JABARNEWS | PURWAKARTA – Kuasa hukum Komisi Pemilihan Umum (KPU) Kabupaten Purwakarta , Abshar Kartabrata mengatakan terdapat dua unsur krusial dalam sidang musyawarah penyelesaian sengketa Pilbup Purwakarta 2018 terkait bakal pasangan calon (Bapaslon) Rustandie-Dikdik Sukardi.

Pertama, kata Abshar, berkenaan dengan tindak lanjut apakah KPU memiliki kewajiban untuk meneliti dan menelaah sejumlah dokumen paslon.

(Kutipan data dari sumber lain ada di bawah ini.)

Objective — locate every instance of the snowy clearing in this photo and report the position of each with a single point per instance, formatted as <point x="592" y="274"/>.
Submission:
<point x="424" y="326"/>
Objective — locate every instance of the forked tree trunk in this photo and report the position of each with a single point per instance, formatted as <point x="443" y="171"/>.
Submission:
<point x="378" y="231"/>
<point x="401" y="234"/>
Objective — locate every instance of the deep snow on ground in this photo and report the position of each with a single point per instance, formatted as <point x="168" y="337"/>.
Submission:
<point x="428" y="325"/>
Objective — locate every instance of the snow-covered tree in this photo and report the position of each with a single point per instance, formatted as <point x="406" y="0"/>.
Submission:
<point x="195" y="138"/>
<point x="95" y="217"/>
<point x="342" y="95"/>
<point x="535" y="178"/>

Sementara kedua, apakah SK Partai Hanura yang ditandatangani Ketua dan Wakil Sekjennya itu sah atau tidak.

“Menanggapi dua unsur krusial tersebut, KPU tidak perlu menindaklanjuti dokumen-dokumen yang diajukan pasangan calon kalau memang tidak memenuhi persyaratan. Di mana paslon tidak memenuhi syarat formal,” kata Absahr saat ditemui, Jum’at (19/01/2018).

Menurut Abshar soal apakah SK yang ditandatangani Ketua atau Wasekjen Hanura sah atau tidaknya hal tersebut tidak penting.

“Itu masalah internal, yang penting buat kami adalah kapan SK tersebut ditujukan. SK pertama yang ditandatangani Ketua dan Sekjen yang diserahkan pada 10 Januari 2018 pukul 09.00 pagi itulah yang diajukan dan itu yang penting,” ucapnya.

Abshar menjelaskan dalam hal tersebut persoalannya bukan pengambilalihan kewenangan tetapi sudah ada yang mengajukan atau medaftarkan dengan SK yang pertama.

“Jadi yang penting buat kami adalah siapa yang mendaftar duluan dan SK Pertama itu sudah sah. Selain itu kata UU tidak boleh dicabut,” jelasnya.